There are no lack of to-do list apps for Linux, and with a powerful tool like Evernote or Wunderlist, one might wonder if there is any more room for new task management app. Nitro is relatively new to the “to-do” list scene, but its beautiful interface and the ease of use did turn some heads and attracted some attentions.
The good thing about Nitro is that it makes tasks management super easy and awesome. It can work with and without Internet connection and it is able to sync with Dropbox and Ubuntu One, making your to-do list available almost everywhere. It also comes with plenty of useful features like:
- Magic Sort
- Smart Lists
- Retina Support
- Keyboard Shortcuts and more!
Nitro is available in the Ubuntu Software Center, so you can easily install it by clicking this link. Alternatively, you can add the following PPA and install via the traditional command line method:
sudo add-apt-repository ppa:cooperjona/nitrotasks sudo apt-get update sudo apt-get install nitrotasks
This is what you will see on the first run.

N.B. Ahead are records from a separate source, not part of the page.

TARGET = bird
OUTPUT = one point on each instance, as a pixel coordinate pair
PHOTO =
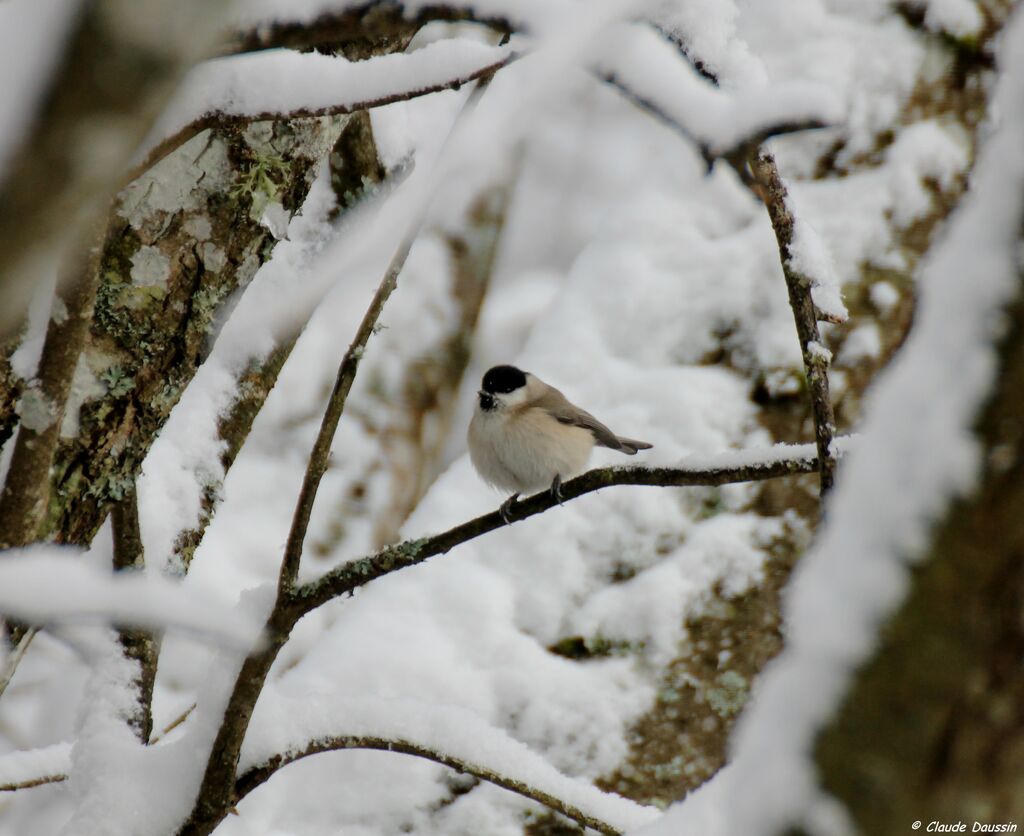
(525, 435)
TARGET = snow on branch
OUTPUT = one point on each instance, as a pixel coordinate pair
(919, 453)
(780, 460)
(20, 770)
(317, 24)
(647, 69)
(286, 730)
(281, 84)
(47, 584)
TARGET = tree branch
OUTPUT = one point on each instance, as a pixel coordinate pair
(757, 169)
(32, 782)
(16, 655)
(138, 644)
(708, 153)
(348, 31)
(352, 575)
(773, 193)
(237, 121)
(258, 775)
(27, 489)
(213, 799)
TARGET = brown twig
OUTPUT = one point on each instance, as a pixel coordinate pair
(235, 121)
(27, 489)
(258, 775)
(348, 30)
(16, 655)
(351, 576)
(32, 782)
(138, 644)
(213, 799)
(758, 171)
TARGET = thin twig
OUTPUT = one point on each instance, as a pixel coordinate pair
(709, 153)
(27, 489)
(351, 576)
(15, 658)
(33, 782)
(223, 121)
(258, 775)
(213, 799)
(757, 169)
(159, 736)
(773, 193)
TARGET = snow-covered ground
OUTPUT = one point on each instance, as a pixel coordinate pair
(623, 266)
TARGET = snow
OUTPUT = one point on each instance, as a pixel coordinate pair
(918, 454)
(864, 342)
(646, 289)
(290, 723)
(17, 767)
(30, 37)
(719, 120)
(962, 18)
(283, 81)
(810, 257)
(884, 296)
(45, 584)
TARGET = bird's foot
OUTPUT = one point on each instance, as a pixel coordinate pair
(556, 489)
(506, 509)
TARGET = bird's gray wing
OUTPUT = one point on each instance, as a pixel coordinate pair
(563, 411)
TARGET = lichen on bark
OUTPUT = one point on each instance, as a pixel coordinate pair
(181, 240)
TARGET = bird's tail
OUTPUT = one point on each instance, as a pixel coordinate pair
(631, 446)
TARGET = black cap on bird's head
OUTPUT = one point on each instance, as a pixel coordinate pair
(503, 379)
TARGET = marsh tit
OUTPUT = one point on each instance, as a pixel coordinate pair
(526, 435)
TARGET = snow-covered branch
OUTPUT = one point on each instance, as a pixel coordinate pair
(45, 585)
(348, 28)
(250, 780)
(22, 770)
(772, 190)
(286, 86)
(647, 70)
(781, 460)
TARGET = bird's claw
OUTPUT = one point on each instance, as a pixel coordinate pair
(556, 489)
(506, 509)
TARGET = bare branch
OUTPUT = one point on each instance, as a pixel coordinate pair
(138, 644)
(32, 782)
(772, 191)
(351, 576)
(236, 121)
(258, 775)
(349, 31)
(27, 489)
(116, 71)
(758, 171)
(213, 799)
(708, 153)
(15, 658)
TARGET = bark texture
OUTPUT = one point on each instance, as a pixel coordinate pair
(933, 727)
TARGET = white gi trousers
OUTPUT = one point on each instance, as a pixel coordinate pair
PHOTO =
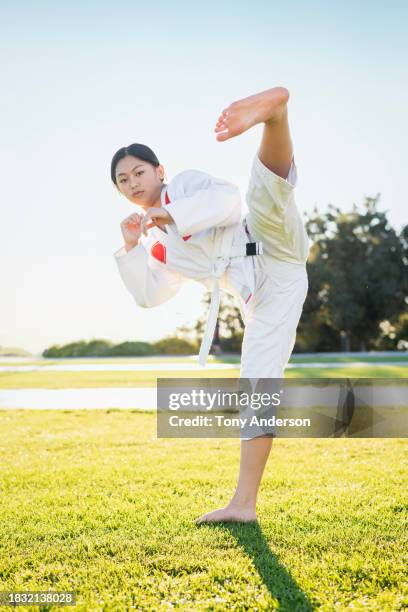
(272, 315)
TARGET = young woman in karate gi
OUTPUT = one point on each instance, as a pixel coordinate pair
(192, 228)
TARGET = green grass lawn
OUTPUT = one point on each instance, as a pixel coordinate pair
(63, 380)
(91, 501)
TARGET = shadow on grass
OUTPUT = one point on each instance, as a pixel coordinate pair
(276, 578)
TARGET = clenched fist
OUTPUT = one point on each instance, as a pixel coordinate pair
(155, 216)
(131, 230)
(133, 226)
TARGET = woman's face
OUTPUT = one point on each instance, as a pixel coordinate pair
(139, 181)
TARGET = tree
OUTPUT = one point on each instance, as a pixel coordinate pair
(229, 329)
(358, 273)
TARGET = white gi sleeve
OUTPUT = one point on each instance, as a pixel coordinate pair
(149, 287)
(206, 202)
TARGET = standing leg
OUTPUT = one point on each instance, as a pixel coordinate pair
(270, 108)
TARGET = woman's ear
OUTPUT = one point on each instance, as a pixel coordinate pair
(161, 172)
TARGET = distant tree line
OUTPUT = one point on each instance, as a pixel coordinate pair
(104, 348)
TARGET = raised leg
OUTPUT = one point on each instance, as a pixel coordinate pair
(270, 108)
(275, 152)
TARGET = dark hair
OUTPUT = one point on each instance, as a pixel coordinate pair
(136, 150)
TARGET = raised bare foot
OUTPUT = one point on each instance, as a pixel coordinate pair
(230, 514)
(268, 105)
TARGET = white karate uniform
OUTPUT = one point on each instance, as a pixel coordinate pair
(206, 242)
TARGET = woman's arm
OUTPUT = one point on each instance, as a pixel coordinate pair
(199, 201)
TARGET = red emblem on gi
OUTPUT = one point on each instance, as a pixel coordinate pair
(158, 251)
(167, 201)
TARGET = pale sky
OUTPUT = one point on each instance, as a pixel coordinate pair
(80, 80)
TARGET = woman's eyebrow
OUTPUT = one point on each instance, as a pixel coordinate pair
(138, 166)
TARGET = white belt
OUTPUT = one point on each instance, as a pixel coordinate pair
(219, 266)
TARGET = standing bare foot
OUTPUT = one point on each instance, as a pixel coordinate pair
(266, 106)
(229, 513)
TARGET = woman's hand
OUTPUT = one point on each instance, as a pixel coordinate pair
(131, 230)
(155, 217)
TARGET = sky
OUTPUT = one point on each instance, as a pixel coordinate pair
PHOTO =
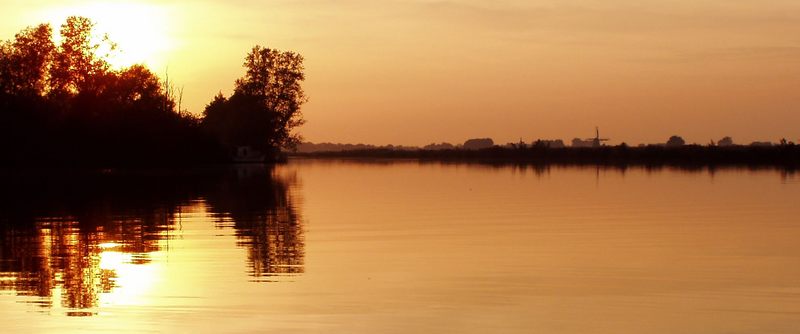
(416, 72)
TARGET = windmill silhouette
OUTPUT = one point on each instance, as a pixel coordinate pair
(596, 141)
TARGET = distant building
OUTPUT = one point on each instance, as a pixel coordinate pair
(577, 142)
(590, 142)
(727, 141)
(442, 146)
(478, 143)
(675, 141)
(555, 143)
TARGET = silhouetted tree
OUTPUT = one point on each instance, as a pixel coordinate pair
(265, 105)
(23, 62)
(66, 104)
(76, 62)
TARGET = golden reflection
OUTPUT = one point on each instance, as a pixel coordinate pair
(101, 245)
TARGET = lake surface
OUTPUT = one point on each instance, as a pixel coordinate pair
(319, 246)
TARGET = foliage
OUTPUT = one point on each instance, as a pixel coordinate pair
(265, 105)
(65, 105)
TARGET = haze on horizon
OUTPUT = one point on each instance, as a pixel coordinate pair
(416, 72)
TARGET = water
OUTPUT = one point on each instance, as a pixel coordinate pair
(372, 247)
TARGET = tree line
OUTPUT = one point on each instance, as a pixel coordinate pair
(64, 104)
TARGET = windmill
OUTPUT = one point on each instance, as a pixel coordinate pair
(596, 140)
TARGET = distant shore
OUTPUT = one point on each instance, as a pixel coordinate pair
(785, 156)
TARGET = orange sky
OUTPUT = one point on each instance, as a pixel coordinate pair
(415, 72)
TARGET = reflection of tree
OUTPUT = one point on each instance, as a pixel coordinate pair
(56, 229)
(262, 208)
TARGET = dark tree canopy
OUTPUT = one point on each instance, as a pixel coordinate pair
(64, 104)
(265, 105)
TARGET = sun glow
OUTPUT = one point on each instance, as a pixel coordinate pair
(141, 31)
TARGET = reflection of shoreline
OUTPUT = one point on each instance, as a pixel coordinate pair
(71, 239)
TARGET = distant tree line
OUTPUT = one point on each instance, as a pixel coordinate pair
(64, 104)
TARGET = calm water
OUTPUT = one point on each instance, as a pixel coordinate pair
(321, 247)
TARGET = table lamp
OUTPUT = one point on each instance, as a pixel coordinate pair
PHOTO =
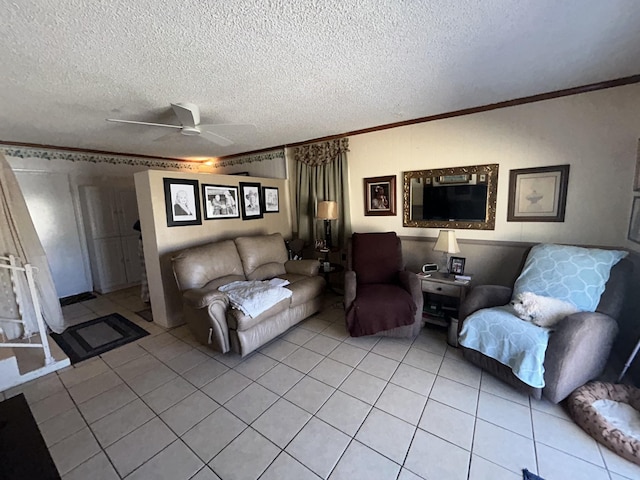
(446, 244)
(327, 211)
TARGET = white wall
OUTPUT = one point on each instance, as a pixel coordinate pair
(50, 204)
(596, 133)
(61, 231)
(162, 242)
(52, 177)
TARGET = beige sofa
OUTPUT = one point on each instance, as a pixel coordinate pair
(199, 271)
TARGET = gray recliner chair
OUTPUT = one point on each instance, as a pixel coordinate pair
(577, 350)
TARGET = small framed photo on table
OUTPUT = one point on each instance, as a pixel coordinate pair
(456, 265)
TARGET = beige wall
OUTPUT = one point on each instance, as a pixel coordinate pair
(161, 242)
(596, 133)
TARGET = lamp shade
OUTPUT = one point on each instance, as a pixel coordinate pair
(446, 242)
(328, 210)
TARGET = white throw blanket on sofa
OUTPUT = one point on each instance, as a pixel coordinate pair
(255, 297)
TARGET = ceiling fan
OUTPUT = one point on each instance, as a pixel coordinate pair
(189, 116)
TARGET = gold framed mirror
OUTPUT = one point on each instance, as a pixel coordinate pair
(455, 197)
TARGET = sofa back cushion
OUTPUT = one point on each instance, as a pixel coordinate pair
(263, 256)
(197, 266)
(376, 257)
(574, 274)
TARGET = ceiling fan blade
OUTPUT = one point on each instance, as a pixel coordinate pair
(215, 138)
(187, 113)
(134, 122)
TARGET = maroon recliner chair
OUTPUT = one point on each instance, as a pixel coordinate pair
(381, 297)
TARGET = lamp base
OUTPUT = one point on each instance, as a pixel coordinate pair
(327, 235)
(444, 269)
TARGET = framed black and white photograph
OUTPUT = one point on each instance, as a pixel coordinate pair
(271, 200)
(182, 202)
(220, 201)
(250, 199)
(538, 194)
(634, 221)
(456, 265)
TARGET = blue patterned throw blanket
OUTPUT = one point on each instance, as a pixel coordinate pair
(499, 334)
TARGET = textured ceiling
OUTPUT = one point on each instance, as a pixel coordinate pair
(297, 70)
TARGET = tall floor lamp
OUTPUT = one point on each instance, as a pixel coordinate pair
(447, 244)
(327, 211)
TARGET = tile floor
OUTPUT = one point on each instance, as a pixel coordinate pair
(314, 403)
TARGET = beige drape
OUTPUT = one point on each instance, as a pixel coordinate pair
(321, 174)
(18, 237)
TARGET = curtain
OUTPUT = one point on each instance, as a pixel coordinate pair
(322, 174)
(18, 237)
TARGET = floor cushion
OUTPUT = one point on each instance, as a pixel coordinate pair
(583, 412)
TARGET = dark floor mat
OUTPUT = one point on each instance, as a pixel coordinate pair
(98, 336)
(23, 453)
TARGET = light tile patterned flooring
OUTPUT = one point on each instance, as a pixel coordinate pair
(313, 403)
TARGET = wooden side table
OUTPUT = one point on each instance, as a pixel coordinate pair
(442, 298)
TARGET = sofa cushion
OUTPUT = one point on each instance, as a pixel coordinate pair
(304, 288)
(197, 266)
(266, 251)
(239, 321)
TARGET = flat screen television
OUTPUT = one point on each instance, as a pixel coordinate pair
(463, 203)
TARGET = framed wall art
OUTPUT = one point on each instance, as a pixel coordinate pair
(182, 202)
(380, 195)
(538, 194)
(270, 199)
(220, 201)
(634, 221)
(251, 200)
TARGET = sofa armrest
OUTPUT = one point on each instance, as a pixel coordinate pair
(577, 352)
(203, 297)
(484, 296)
(302, 267)
(412, 284)
(350, 287)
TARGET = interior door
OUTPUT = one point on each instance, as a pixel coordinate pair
(127, 207)
(48, 198)
(109, 263)
(101, 211)
(132, 264)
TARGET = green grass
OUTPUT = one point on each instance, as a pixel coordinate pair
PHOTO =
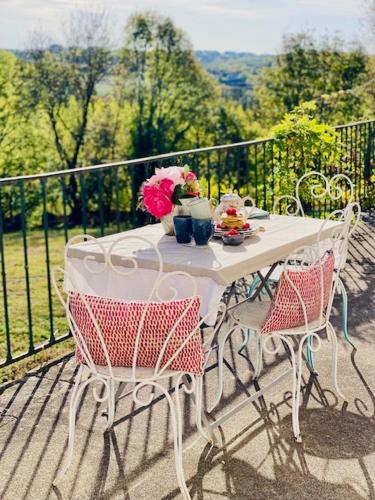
(17, 299)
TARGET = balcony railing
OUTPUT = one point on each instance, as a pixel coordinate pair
(39, 213)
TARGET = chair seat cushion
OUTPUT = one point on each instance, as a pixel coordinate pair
(286, 311)
(252, 315)
(119, 323)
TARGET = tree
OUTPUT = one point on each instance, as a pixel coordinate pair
(13, 107)
(307, 70)
(65, 80)
(167, 88)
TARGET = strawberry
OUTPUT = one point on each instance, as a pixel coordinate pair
(232, 232)
(231, 211)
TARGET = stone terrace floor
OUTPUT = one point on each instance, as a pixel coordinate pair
(257, 457)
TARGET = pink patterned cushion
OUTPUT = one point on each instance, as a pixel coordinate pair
(119, 322)
(286, 310)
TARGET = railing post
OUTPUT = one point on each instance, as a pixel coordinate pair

The interface is pretty simple with a menu bar at the top, the task list on the left panel and the actual tasks on the center panel. To get started, you simply click the “Add” button in the menu bar and you can immediately enter your task.
For every task, you can add tags, priority (None, Low, Medium, High), due date and of course notes. These are all contained in the same row as the actual task so you don’t have to click extra button, or go to the next screen just to edit the tags, add a note or set a due date.
Over at the left side is the Task List where you can find the “Focus” and “List”. The “Focus” section (also known as “Smart Lists”) contains the tasks that you need to focus on, either Today, the Next immediate thing, or the things you recorded in the logbook. The List section is empty by default, but you can add your own list by clicking the “Add List” button at the bottom.
Sorting your tasks
Nitro comes with a few ways for you to sort your tasks. You can either sort it “magically” (I have yet to comprehend how it works), by hand (manually rearrange the tasks by dragging and dropping), title, due date, or priority.
The beautiful thing about Nitro is that you can change the theme to your own preferences. In the Preferecnes, there is the Theme tab where you can pick one of the six pre-installed themes. You can choose to stick to the default theme, or change it to a Linux favor. If you are a fan of Wunderlist, you can set it to the Wunderlist theme as well.
If none of the pre-installed themes catch your eyes, you can also upload your own images and use it as the background for the app. Pretty cool, isn’t it!
The best thing about Nitro is that you can sync your task either with Dropbox or UbuntuOne.
The synced result is a todo.txt file in the Nitro folder.
Cross platform compatible
While we are reviewing the Linux version, Nitro is also available for Mac (and supports retina display) and Google Chrome, as an extension. You can also access the web app at http://app.nitrotasks.com/. You will have to sign in to your Dropbox or UbuntuOne account to gain access to your tasks. The iOS and Android version is said to be on the way.
Nitro is not perfect, but I found it to be fully functional and pleasant to use. The syncing feature doesn’t always work and sometimes I have to click multiple times for it to sync successfully. In addition, it doesn’t allow you to set a specified time for the task and doesn’t come with a reminder or notification feature when the task is due. Other than that, the beautiful theme and the ease of use do make it a good to-do list app that you should have in your arsenal.